I should note that I wasn’t exactly clueless up to this point. I was on top of my game with the whole Tony Romo-Jessica Simpson dating debacle, and how, after the Eagles whipped the Cowboys near the end of the season, there were rumblings that the Cowboys seemed to lose when Jessica was watching Tony from the VIP box. Interesting how after that loss and the ensuing media frenzy, Jessica and other parts of her often-highlighted anatomy were no-shows at the Cowboys next game against the Giants, yet the Cowboys lost anyway.
Loyalty is one thing Ms. Simpson will never be accused of. Her reps explained why she was not in attendance, some lame excuse about having to work on an album or having to pick up her sister at the plastic surgeon’s office, I can’t remember which.
Either way, when it came down to it, Jessica was not a factor in the outcome of the Cowboys’ games. Kind of like how she’s not a factor in anything else in the world.

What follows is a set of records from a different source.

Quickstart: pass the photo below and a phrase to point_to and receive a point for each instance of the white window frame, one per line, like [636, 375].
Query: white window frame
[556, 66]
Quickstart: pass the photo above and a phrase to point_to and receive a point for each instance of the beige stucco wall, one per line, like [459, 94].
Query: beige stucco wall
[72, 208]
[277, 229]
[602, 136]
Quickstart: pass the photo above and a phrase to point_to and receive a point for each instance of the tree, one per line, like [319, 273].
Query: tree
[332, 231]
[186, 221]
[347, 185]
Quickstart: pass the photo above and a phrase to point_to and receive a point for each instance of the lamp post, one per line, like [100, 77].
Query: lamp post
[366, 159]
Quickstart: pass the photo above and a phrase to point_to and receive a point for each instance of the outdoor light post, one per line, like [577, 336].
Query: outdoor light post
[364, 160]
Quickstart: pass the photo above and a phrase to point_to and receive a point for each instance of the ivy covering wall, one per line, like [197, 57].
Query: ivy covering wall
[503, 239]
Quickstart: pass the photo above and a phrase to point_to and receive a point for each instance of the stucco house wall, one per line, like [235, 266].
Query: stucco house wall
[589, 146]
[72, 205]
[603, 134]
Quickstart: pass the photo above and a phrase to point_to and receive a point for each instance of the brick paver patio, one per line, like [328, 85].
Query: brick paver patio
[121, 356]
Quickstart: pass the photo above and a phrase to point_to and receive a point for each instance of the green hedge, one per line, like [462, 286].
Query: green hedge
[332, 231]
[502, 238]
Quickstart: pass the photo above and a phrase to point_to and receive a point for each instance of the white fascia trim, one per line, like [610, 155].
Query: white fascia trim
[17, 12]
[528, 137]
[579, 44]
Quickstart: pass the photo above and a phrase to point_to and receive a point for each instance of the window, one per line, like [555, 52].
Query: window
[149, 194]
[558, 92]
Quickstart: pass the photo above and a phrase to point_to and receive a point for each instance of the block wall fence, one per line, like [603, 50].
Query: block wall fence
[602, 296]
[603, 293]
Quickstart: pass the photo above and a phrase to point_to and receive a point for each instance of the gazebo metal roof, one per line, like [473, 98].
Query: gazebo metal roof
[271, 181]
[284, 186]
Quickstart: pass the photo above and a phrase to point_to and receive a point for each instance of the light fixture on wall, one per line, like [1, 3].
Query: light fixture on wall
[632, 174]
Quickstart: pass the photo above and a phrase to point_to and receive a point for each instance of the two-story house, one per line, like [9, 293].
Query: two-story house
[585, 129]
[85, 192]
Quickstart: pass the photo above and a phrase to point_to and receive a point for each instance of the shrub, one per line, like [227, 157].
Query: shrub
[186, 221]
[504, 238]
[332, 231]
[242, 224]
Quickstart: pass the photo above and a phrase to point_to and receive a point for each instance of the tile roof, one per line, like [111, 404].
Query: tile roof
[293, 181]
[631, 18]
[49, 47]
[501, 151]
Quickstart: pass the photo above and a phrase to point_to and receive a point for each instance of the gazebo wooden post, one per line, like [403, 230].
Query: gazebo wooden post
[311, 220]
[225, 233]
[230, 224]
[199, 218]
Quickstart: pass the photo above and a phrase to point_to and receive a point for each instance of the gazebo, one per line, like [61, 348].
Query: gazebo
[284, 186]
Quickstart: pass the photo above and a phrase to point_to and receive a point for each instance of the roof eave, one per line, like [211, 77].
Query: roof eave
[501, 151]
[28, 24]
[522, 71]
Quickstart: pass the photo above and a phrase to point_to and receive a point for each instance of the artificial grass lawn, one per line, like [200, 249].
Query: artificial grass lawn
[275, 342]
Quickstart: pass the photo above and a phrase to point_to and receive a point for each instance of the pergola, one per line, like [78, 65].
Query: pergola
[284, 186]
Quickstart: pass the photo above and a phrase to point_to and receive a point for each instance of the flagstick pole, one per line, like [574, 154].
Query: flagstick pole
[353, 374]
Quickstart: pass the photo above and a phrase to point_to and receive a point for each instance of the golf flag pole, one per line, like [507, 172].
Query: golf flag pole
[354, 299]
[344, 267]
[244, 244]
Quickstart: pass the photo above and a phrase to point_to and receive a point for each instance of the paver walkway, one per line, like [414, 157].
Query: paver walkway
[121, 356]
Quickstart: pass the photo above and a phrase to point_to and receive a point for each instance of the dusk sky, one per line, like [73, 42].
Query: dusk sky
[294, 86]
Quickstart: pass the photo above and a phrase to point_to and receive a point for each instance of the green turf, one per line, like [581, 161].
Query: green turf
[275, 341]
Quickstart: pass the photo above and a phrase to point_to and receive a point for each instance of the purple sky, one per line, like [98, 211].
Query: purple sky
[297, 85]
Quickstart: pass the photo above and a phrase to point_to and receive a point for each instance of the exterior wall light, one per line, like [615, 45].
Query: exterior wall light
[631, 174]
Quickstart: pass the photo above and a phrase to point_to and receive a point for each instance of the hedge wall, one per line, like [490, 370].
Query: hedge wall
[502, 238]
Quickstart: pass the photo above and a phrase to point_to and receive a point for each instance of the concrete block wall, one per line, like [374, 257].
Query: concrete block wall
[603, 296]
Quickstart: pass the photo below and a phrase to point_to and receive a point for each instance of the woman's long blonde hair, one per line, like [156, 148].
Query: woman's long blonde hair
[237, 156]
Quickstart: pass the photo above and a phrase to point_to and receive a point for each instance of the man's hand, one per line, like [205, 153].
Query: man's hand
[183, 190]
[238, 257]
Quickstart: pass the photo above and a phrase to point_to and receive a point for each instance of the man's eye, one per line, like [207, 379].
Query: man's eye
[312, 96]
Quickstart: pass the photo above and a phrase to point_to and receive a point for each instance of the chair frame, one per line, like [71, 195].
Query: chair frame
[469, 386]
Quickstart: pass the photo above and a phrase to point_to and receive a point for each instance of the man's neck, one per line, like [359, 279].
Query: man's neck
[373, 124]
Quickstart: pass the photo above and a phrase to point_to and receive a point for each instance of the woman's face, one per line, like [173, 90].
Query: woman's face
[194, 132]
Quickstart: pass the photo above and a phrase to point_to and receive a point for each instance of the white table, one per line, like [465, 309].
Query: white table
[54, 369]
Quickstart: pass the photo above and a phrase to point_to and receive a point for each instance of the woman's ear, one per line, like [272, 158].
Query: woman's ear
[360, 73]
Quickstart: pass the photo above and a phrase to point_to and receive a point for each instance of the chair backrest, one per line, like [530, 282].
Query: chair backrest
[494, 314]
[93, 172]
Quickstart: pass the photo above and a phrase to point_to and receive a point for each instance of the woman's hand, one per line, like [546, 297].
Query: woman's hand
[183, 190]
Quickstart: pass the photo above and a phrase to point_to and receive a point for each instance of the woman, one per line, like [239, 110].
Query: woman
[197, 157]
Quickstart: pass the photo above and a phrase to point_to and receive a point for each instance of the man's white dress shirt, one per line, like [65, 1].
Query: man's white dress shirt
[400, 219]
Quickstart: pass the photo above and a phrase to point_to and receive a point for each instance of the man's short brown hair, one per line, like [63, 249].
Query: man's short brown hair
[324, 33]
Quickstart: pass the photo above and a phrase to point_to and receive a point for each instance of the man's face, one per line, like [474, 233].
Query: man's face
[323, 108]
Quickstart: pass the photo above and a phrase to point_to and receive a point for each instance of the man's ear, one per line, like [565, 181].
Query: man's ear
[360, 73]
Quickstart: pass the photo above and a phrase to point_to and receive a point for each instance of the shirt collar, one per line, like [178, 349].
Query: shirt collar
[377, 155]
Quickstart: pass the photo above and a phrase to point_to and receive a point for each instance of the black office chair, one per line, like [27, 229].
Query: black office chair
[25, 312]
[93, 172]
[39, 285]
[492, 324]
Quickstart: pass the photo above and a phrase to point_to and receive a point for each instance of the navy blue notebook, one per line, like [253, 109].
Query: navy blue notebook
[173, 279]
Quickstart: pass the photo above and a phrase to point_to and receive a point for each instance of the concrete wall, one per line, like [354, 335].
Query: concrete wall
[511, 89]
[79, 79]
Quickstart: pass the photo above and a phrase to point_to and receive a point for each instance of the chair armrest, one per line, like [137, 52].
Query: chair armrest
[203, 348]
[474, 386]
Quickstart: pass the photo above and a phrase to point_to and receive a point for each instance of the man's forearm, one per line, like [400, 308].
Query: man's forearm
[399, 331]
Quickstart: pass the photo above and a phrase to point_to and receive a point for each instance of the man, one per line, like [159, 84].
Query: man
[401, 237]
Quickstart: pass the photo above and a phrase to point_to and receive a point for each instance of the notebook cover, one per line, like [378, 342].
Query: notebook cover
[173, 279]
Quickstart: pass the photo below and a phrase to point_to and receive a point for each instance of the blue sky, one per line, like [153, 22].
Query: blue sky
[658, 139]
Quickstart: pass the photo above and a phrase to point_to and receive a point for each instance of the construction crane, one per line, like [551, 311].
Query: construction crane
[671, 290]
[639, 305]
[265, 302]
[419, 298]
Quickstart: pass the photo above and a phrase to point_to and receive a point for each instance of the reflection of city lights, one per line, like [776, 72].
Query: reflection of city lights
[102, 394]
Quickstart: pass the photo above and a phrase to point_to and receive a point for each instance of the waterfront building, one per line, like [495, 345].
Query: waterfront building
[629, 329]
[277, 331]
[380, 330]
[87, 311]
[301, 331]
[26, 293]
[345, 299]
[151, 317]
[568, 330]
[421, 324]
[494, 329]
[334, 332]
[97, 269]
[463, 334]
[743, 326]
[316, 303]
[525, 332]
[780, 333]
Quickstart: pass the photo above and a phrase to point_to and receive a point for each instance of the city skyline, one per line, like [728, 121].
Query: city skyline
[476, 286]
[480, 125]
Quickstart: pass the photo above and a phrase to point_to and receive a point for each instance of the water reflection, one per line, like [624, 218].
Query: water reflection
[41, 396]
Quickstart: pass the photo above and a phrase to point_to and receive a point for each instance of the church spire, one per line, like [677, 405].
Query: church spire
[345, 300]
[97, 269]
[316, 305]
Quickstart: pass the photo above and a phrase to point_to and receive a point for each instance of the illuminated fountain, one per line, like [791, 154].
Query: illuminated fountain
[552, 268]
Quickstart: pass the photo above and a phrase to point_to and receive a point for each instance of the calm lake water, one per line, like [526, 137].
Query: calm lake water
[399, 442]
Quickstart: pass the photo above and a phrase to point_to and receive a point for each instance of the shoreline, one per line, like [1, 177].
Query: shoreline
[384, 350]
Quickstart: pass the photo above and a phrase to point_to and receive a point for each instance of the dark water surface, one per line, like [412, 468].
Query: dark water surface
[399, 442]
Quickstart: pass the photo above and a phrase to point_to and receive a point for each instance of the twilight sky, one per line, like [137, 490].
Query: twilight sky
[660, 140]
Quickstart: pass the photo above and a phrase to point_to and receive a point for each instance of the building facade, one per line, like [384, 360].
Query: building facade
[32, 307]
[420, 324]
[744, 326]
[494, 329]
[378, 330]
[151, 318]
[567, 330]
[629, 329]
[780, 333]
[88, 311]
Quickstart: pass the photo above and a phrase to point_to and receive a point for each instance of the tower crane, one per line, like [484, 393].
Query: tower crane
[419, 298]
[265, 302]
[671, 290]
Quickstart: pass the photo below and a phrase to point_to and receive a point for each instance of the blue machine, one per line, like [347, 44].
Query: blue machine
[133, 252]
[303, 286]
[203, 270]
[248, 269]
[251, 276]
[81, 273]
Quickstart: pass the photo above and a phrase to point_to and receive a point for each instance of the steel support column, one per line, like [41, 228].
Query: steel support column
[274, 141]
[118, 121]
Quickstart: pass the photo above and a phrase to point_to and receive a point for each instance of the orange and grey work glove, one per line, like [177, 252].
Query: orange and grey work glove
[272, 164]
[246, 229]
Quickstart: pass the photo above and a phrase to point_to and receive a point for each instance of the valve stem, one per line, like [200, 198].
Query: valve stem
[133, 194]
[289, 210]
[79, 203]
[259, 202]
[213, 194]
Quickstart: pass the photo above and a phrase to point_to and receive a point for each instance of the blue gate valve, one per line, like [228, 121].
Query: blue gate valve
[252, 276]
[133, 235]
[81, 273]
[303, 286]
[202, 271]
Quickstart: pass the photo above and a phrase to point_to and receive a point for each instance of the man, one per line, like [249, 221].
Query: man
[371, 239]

Just the same, I always find it interesting during football games when the cameras pan to the loved ones of the players. I know that New England quarterback Tom Brady and Victoria’s Secret model Gisele Bundchen are an item. But I couldn’t help but comment on the fact that every time the lascivious Super Bowl cameraman lingered on Gisele, she seemed much more interested in her never-ending glass of red wine than in the health of her main squeeze as he wearily crawled from under a mountain of 2,700 pounds of flesh — defensive linemen, I believe they’re called.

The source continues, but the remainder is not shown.